The Ontario Public Sector Employees Union increased its membership by 3,000 hospital workers because of the unfair Liberal wage freeze, said Hudak.

"Why is it OK for a non-union administrative person in the public sector to be paid $35,000 a year and have her pay frozen, but a teacher making $85,000 a year doesn’t have her pay frozen? Where’s the balance?" asked the Opposition leader.

"That’s not fair. We should treat everyone equally, and that’s why we’re calling for a public sector wage freeze for all of us to get spending under control and to save taxpayers $2 billion."

The union's website says "a large factor" in the decision by some hospital employees to join was the wage freeze for non-unionized public-sector workers, but OPSEU president Smokey Thomas laughed at Hudak's description of the extent of the union drives.

"The organizing drives that went on decades ago were a hell of a lot bigger than what’s going on now," Thomas said in an interview.

"My sense of Hudak is his hatred for unions has just intensified since the election."

Several big unions joined together under the umbrella Working Families Coalition and spent millions of dollars to ensure the Tories were defeated in last fall's election, but Thomas pointed out OPSEU was not a member of the coalition.

Premier Dalton McGuinty strongly suggested Thursday that the government will not legislate a pay freeze for doctors, teachers and one million public sector workers as it looks to cut costs to trim a $16-billion deficit.

"We’ll strike the appropriate balance," he said.

"We’ll bargain fairly and firmly, and we’ll ensure that we place our province, our government, on a path towards a balanced budget."

Economist Don Drummond, who has been hired by the government to review all public services and recommend which ones can be scrapped, scaled back or privatized, does not support a wage freeze.

"The approach that is being recommended by Mr. Hudak is not one that is favoured by Mr. Drummond," said McGuinty.

"We intend to be fair both to our public sector partners and to Ontario taxpayers," said McGuinty.

When asked directly if the voluntary wage freeze would expire in March, Government Services Minister Harinder Takhar hinted that public sector workers who did not have their wages frozen would be asked to do their part to fight the deficit.

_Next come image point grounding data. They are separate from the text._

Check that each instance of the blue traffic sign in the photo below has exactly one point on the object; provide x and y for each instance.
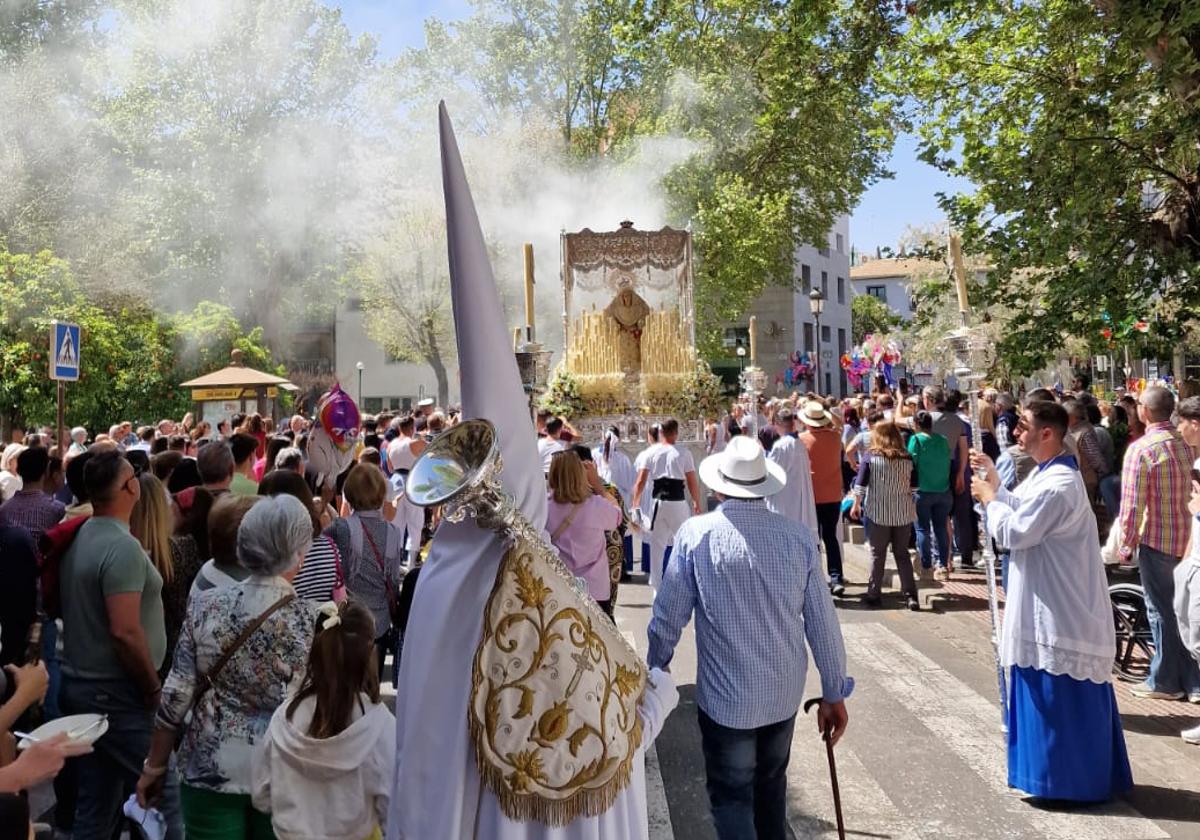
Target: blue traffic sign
(64, 351)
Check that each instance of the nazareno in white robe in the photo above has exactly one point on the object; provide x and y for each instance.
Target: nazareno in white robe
(796, 499)
(438, 793)
(1057, 616)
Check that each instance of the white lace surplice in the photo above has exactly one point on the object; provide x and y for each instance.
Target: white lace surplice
(1057, 616)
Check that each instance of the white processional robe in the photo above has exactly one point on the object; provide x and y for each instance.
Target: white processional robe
(1057, 616)
(443, 796)
(796, 499)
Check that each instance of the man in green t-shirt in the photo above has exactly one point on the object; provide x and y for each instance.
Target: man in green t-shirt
(244, 448)
(114, 643)
(931, 460)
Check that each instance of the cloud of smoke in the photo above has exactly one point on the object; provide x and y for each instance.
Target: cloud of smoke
(239, 149)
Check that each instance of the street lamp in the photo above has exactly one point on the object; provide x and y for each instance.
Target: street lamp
(816, 304)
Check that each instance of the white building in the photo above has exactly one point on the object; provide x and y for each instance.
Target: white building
(891, 281)
(785, 317)
(387, 384)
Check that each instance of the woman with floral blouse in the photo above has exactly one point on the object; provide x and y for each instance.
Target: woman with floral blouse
(231, 718)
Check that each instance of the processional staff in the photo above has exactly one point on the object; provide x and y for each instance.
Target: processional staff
(960, 341)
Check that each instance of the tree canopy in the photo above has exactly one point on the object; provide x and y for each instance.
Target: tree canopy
(1079, 123)
(870, 316)
(132, 359)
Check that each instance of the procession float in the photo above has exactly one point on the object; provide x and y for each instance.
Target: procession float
(629, 335)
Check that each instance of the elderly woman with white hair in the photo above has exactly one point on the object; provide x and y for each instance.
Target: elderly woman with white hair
(10, 483)
(240, 652)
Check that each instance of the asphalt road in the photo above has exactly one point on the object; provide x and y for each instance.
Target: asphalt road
(924, 754)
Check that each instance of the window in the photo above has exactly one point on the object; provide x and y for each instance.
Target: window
(735, 336)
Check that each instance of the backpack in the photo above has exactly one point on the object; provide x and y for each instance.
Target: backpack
(52, 547)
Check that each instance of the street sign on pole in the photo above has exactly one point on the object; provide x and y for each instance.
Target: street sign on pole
(64, 351)
(64, 367)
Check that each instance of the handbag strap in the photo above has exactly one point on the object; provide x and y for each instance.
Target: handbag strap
(337, 561)
(565, 523)
(208, 681)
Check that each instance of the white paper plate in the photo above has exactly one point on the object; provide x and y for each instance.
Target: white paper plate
(77, 723)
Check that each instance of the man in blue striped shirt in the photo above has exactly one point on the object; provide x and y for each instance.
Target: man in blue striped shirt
(755, 582)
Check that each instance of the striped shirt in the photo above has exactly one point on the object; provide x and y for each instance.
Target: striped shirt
(887, 484)
(33, 510)
(318, 573)
(1155, 489)
(755, 582)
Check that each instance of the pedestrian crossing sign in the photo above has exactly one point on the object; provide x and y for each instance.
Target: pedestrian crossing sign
(64, 351)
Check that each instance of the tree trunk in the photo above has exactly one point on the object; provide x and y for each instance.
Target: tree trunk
(433, 357)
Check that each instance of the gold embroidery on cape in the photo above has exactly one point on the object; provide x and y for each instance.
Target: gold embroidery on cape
(555, 695)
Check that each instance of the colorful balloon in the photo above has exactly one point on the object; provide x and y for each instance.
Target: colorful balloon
(339, 417)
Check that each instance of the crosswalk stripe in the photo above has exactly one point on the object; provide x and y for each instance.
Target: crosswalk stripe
(658, 813)
(966, 725)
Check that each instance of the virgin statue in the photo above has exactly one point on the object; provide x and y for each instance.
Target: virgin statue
(629, 311)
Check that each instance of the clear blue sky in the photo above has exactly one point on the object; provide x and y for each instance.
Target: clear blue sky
(882, 215)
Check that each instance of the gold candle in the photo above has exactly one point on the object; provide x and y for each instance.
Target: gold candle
(528, 256)
(960, 273)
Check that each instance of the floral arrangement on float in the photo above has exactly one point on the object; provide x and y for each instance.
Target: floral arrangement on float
(874, 354)
(799, 367)
(564, 396)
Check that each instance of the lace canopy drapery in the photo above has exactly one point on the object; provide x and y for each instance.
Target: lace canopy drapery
(655, 264)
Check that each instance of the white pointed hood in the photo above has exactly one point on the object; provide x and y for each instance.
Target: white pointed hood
(437, 786)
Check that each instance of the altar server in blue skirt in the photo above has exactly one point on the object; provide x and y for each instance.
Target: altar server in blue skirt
(1065, 737)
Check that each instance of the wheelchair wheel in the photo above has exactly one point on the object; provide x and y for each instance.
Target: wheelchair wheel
(1135, 645)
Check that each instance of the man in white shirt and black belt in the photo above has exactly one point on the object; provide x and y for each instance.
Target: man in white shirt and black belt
(670, 471)
(402, 454)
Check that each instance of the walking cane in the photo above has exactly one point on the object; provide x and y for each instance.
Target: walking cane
(833, 772)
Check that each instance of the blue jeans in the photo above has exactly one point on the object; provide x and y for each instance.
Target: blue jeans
(933, 511)
(53, 667)
(747, 778)
(109, 774)
(1173, 667)
(965, 532)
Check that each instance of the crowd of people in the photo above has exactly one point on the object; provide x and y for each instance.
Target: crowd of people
(232, 618)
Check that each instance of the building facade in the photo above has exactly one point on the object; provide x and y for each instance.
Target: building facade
(785, 321)
(328, 352)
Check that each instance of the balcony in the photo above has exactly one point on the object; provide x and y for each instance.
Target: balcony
(311, 366)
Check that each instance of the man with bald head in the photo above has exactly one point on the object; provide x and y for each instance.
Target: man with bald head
(1156, 485)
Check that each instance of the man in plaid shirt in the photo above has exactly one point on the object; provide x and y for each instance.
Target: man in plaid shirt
(31, 508)
(1156, 484)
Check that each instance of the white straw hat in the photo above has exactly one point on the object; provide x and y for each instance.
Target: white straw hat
(814, 414)
(743, 471)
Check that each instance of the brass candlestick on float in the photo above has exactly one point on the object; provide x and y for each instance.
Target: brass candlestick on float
(533, 363)
(969, 346)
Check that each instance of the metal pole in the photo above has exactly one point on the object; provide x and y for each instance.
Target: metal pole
(989, 558)
(816, 358)
(60, 437)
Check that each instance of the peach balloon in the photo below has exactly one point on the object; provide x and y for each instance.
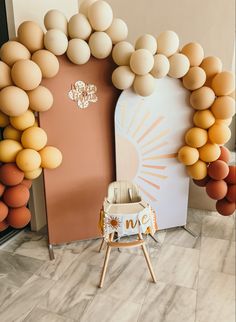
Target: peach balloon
(202, 98)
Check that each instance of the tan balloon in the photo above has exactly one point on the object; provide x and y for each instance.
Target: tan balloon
(141, 62)
(161, 66)
(78, 51)
(197, 171)
(203, 119)
(55, 19)
(209, 152)
(167, 43)
(79, 27)
(56, 41)
(100, 15)
(118, 30)
(179, 65)
(223, 83)
(194, 52)
(40, 99)
(223, 107)
(188, 155)
(100, 44)
(34, 138)
(9, 150)
(31, 36)
(26, 74)
(148, 42)
(13, 101)
(144, 85)
(123, 77)
(5, 72)
(194, 79)
(122, 52)
(51, 157)
(13, 51)
(202, 98)
(47, 62)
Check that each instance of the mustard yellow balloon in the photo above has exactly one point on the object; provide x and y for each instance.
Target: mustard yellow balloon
(197, 171)
(11, 133)
(209, 152)
(219, 134)
(203, 119)
(223, 83)
(188, 155)
(223, 107)
(196, 137)
(202, 98)
(34, 138)
(51, 157)
(28, 160)
(9, 150)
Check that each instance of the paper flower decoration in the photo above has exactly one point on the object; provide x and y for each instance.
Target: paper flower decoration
(83, 94)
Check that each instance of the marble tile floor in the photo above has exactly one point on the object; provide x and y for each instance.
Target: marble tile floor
(196, 277)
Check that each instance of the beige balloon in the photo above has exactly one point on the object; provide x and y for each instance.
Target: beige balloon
(47, 62)
(167, 43)
(122, 52)
(13, 51)
(100, 15)
(148, 42)
(179, 65)
(123, 77)
(55, 19)
(118, 30)
(56, 41)
(161, 66)
(100, 44)
(144, 85)
(79, 27)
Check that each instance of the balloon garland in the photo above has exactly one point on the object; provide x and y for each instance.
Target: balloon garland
(94, 31)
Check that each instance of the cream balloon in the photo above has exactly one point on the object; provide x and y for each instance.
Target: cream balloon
(161, 66)
(79, 27)
(179, 65)
(56, 41)
(100, 44)
(123, 77)
(147, 42)
(167, 43)
(55, 19)
(122, 52)
(118, 30)
(78, 51)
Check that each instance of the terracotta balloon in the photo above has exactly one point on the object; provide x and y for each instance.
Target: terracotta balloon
(12, 51)
(223, 83)
(188, 155)
(202, 98)
(225, 208)
(10, 174)
(31, 35)
(194, 52)
(19, 217)
(47, 62)
(218, 170)
(13, 101)
(16, 196)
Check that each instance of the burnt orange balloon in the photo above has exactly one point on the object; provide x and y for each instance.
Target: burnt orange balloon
(3, 211)
(19, 217)
(10, 174)
(218, 170)
(16, 196)
(216, 189)
(224, 207)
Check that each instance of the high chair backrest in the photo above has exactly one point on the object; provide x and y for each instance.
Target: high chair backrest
(123, 192)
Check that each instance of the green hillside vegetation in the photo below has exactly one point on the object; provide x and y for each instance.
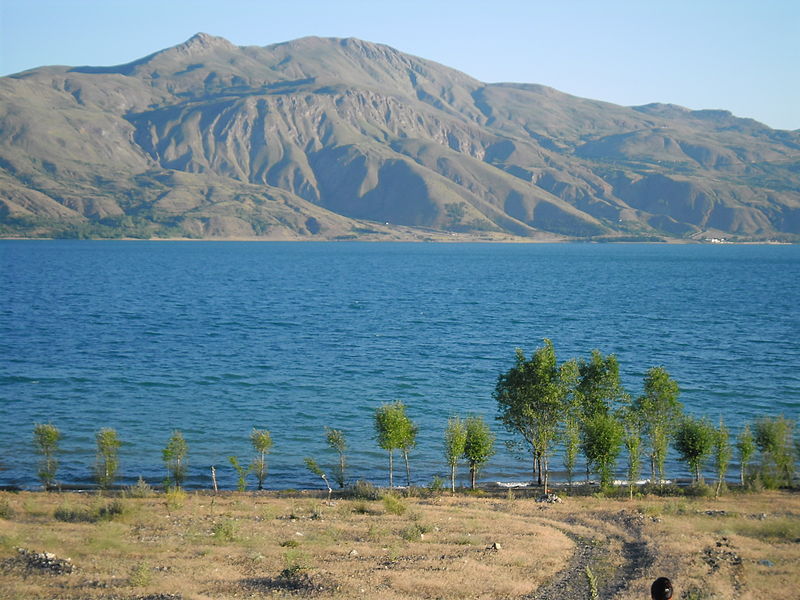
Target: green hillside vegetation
(344, 139)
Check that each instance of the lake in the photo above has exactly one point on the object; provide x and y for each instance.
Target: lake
(215, 338)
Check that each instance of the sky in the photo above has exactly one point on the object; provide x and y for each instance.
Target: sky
(737, 55)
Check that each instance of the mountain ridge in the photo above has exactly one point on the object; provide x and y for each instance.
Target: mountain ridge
(338, 138)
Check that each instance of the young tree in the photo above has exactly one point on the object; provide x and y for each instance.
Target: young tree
(746, 445)
(532, 397)
(45, 438)
(455, 437)
(660, 411)
(175, 455)
(773, 437)
(602, 442)
(632, 439)
(262, 443)
(336, 440)
(694, 441)
(478, 446)
(395, 431)
(312, 466)
(722, 454)
(107, 460)
(241, 473)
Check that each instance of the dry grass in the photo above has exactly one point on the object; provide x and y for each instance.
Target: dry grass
(269, 545)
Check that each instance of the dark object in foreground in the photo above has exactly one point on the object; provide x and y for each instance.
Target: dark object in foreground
(661, 589)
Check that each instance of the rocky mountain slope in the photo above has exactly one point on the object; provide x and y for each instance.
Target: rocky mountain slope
(341, 139)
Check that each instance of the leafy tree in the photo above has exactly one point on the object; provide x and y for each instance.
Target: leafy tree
(241, 473)
(262, 443)
(660, 410)
(395, 431)
(336, 440)
(602, 441)
(175, 455)
(107, 462)
(532, 397)
(599, 386)
(478, 445)
(46, 438)
(773, 437)
(722, 454)
(694, 441)
(455, 438)
(632, 439)
(312, 466)
(746, 445)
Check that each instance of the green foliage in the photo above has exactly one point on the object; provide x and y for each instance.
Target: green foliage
(455, 438)
(602, 442)
(262, 443)
(175, 455)
(774, 439)
(722, 454)
(694, 441)
(659, 408)
(107, 461)
(395, 431)
(478, 445)
(532, 397)
(746, 447)
(337, 441)
(241, 473)
(46, 438)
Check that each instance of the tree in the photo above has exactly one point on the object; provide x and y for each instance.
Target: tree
(660, 410)
(46, 438)
(532, 397)
(312, 466)
(722, 454)
(107, 461)
(478, 445)
(175, 455)
(694, 441)
(241, 473)
(395, 431)
(632, 439)
(455, 437)
(746, 445)
(602, 442)
(773, 437)
(336, 440)
(262, 443)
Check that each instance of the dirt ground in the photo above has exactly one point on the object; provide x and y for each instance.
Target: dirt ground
(438, 546)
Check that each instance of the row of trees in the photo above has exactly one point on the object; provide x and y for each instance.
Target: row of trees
(581, 406)
(576, 407)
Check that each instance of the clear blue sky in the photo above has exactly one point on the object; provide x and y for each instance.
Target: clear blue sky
(743, 56)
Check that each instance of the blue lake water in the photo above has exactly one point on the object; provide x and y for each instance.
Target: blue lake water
(216, 338)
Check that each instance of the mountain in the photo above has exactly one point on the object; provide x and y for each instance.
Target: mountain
(323, 138)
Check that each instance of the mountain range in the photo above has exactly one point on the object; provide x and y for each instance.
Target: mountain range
(323, 138)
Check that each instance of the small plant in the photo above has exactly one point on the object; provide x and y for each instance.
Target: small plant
(46, 438)
(174, 499)
(175, 455)
(241, 473)
(141, 489)
(141, 575)
(336, 440)
(393, 505)
(225, 531)
(262, 443)
(107, 463)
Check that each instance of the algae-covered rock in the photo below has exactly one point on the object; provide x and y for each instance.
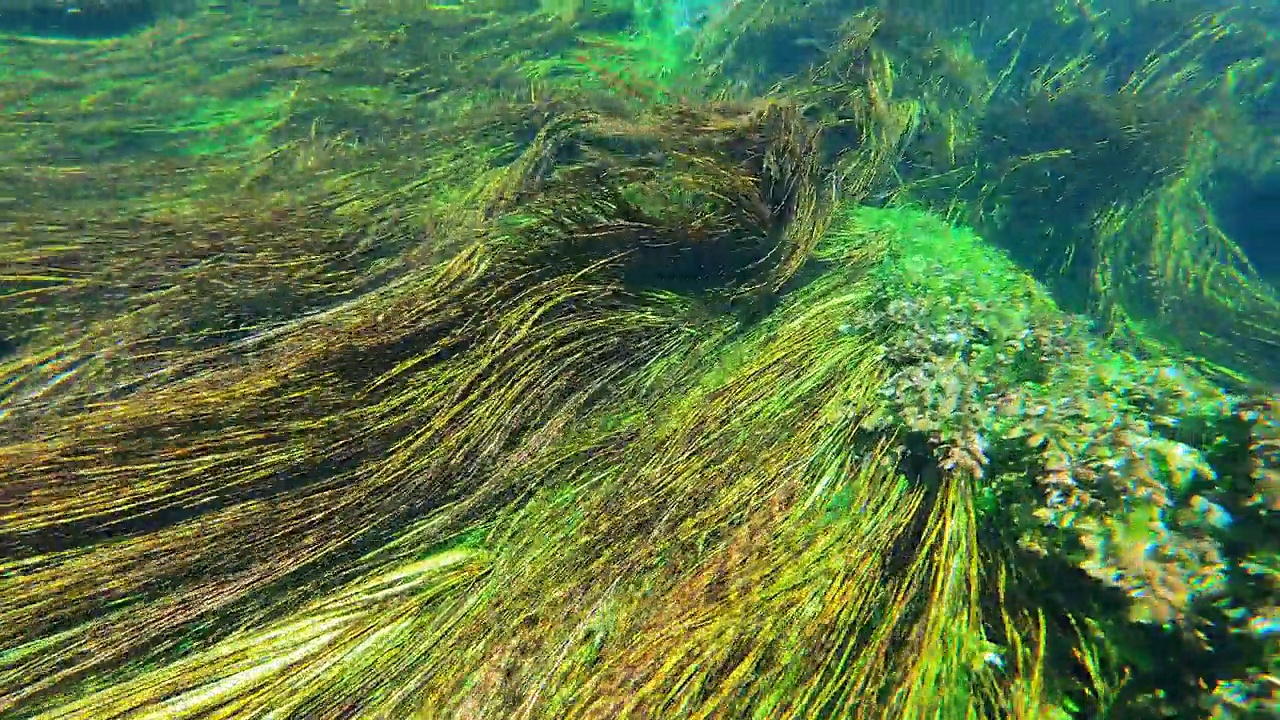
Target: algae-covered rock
(1137, 472)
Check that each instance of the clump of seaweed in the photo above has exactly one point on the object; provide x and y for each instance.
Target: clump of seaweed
(434, 363)
(1142, 474)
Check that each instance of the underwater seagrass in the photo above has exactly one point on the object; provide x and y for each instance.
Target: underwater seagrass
(562, 397)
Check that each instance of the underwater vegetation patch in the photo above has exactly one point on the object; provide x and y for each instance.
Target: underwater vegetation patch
(522, 359)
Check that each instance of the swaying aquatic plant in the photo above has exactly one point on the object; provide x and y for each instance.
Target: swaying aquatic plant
(620, 424)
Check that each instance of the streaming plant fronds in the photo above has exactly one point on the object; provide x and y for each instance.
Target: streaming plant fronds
(574, 359)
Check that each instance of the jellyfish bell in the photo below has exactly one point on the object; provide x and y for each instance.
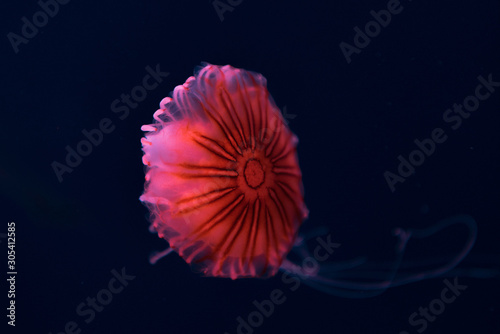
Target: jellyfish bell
(224, 188)
(223, 182)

"Some people have already contributed towards it and the other people need to contribute towards it, so there is no black or white answer to this at this point in time," said Takhar.

Finance Minister Dwight Duncan said he hadn't seen any numbers to back up Hudak's "rhetoric," and insisted Drummond's review may not lead to reduced services or fewer public sector jobs.

"We’ll make a range of choices as a government that will create jobs, strengthen the economy and improve wages and improve productivity as we go," said Duncan.

"It’s not about cutting. It’s about transforming, it’s about better productivity."

The government has warned some ministries may face cuts as deep as 30 per cent in the March budget as the Liberals try to rein in spending to deal with the deficit. Increases are only expected in health care and education.

Takhar would not comment on speculation the Liberals will privatize ServiceOntario as part of its spending review.